The nerds have taken over the political space over the last decade-plus as the tools that started to revolutionize sports over the previous decade have been brought to bear on politics with wild success. Every major election sees a mind-numbing amount of numerical and mathematical analysis focused on it, and poll averages, forecasts, and other numerical analysis tools abound. For many, poring over polls has become as much if not more of a pastime than following what the candidates themselves are doing.
Perhaps surprisingly, there is no one single “poll average”, and indeed there seem to be as many different poll averages as there are outlets collating the polls. The two most prominent, widely cited poll averages are the ones from RealClearPolitics and FiveThirtyEight, and as the race for the Democratic presidential nomination has progressed I find that neither of them quite fit what I want from them. RealClearPolitics publishes a straight average of whatever polls they record and deem worthy, usually from the most prominent outlets, over whatever period they choose to average them over. The only quality control, if any, is in what polls are included; among the polls included, there is no attempt to control for sample size, methodology, or overall quality, and polls simply age out of the average once they get too old (however “too old” is defined) or the next poll from that pollster comes along.
FiveThirtyEight, on the other hand, weights its poll average based on those factors, but the details of their methodology aren’t public, and it also includes their own model’s assumptions about how the race should develop, meaning in the days immediately after a contest the “average” tries to predict how much of a “bump” candidates will get based on their performance, and states with little recent polling will have their “average” extrapolated from larger national trends.

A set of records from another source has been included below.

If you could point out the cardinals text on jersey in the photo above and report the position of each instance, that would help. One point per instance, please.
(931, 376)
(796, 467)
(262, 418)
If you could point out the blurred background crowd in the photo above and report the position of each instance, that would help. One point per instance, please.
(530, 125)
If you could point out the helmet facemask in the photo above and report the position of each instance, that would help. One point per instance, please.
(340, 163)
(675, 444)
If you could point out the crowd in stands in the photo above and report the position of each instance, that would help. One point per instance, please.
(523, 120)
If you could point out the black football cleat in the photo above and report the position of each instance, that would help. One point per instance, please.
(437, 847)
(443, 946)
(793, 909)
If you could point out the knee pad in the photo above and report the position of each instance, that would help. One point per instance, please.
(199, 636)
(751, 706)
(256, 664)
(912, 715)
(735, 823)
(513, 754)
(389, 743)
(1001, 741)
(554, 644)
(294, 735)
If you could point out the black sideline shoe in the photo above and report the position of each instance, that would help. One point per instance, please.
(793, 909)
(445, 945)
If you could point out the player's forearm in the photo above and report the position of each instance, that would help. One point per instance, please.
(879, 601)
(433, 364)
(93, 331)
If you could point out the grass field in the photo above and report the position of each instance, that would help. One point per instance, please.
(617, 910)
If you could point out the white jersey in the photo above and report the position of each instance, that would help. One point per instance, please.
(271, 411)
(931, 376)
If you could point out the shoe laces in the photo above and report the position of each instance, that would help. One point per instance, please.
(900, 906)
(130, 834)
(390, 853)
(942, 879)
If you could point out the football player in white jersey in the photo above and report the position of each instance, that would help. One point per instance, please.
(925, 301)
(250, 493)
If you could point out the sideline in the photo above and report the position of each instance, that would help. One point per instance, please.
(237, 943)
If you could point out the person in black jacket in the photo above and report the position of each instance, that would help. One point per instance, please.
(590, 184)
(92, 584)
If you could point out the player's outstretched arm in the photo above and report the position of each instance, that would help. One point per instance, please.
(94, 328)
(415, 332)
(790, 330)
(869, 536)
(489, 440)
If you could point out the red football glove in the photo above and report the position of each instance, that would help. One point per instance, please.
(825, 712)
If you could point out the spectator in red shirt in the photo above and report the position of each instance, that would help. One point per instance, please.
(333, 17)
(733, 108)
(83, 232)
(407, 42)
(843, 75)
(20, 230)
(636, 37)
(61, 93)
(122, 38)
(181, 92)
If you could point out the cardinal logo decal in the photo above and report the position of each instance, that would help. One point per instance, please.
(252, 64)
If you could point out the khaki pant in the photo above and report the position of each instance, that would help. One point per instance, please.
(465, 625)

Such extrapolations don’t always incorporate mitigating factors or common sense; for example, the current FiveThirtyEight “average” of South Carolina has Mike Bloomberg in fourth place at 9.5%, despite him not actually being on the ballot there. The copious polling conducted in South Carolina that doesn’t include Bloomberg is merely interpreted as failing to catch whatever bump Bloomberg might have received. The result is so complex with so many mitigating factors that it’s hard to accurately call it a “poll average” at all; it’s more an attempt to capture the state of the race based on local and national trends and past history, and FiveThirtyEight themselves readily admit that it’s not really intended to be much more than the backbone of their election forecasts. It’s useful in its own way, but not really the best way of capturing what the polls are actually saying right now like what RealClearPolitics and most other media outlets try to do. But is there a middle ground between a straight average of the topline numbers and FiveThirtyEight’s complex model?